56
Modeling of Biomolecular Systems Interactions, Dynamics, and Allostery Poster Session I
2-POS
Board 2
A Computational Approach to Iron Release Dynamics in Human Serum Transferrin
Haleh Abdizadeh
, Ali Rana Atilgan, Canan Atilgan.
Sabanci University, Istanbul, Turkey.
Human serum transferrin(hTF) transports ferric ions in blood serum and delivers them to cells
via receptor mediated endocytosis[1]. Transferrin is folded into two homologous lobes; each is
further divided into two similar sized subdomains. Four major populations, namely holo, two
monoferric and apo hTf are suggested, based-on the iron occupancy of the deep cleft within the
subdomains in each lobe[2]. Many factors affect distribution of conformational substates of hTf,
including pH, and anion concentration. The mechanisms leading to conformational changes prior
to iron release are not known. The specialized role of the two lobes and whether communication
between them leads to a controllable release mechanism is also debated in literature[3]. Here, we
study the dynamics of the full structure, separate lobes, and monoferric states of holo form of hTf
under the nearly neutral pH conditions in blood serum and the more acidic one in the endosome.

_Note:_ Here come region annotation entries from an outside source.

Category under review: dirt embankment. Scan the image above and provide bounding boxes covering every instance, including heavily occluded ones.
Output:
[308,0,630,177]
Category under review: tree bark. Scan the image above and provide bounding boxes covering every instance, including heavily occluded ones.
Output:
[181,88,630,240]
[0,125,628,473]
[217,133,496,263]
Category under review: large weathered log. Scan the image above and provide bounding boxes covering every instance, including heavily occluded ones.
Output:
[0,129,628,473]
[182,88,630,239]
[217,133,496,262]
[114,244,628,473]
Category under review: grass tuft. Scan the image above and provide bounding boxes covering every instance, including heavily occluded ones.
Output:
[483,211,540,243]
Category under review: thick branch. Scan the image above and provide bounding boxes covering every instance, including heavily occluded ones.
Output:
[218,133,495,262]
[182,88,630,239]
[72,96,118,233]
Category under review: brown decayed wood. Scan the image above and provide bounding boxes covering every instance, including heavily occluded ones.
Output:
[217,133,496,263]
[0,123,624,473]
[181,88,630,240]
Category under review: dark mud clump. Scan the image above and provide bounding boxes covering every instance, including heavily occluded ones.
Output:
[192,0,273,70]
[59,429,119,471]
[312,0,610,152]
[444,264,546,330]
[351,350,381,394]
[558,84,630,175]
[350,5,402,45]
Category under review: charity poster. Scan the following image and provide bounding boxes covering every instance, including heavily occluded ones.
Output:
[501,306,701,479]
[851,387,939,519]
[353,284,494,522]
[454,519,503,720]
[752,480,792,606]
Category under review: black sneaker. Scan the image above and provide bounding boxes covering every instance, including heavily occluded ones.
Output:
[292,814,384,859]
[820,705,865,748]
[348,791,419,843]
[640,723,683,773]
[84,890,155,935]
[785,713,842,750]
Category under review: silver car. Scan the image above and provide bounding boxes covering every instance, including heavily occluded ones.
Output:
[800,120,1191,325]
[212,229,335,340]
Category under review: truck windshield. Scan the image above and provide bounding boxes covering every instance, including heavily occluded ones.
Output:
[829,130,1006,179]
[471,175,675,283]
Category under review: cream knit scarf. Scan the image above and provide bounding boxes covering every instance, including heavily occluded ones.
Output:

Results are in remarkable agreement with experimental observations and underscore the
distinguishing effect of pH on the dynamics of hTf[4]. Furthermore, in a grand total of 1 μs
molecular dynamics simulations of holo form of hTf at different pH values, residue fluctuations
and cross-correlations elucidate the cross talk between the two lobes communicated by the
bridging linker. Finally, we use a combination of solvent accessible surface area, Poisson-
Boltzmann and radial distribution function calculations to decipher the so-called kinetically
significant anion binding(KISAB) sites at the exposed surface of the protein. Some KISAB sites
have been determined experimentally and were proposed to contribute to the iron release rate by
interacting with non-synergistic anions[5].
[1]M.W. Hentze et al.,Cell,142,24-38(2010).
[2]A.B. Mason et al. Protein Expres. Purif.,23,142-150(2001).
[3]S.L. Byrne et al. J. Mol. Biol.,396,130-140(2010).
[4]A.N. Steere et al. Biochim. Biophysic. Acta-General Subj.,1820,326-333(2012).
[5]S.A. Kretchmar, K.N. Raymond, Inorg. Chem.,27,1436-1441(1988).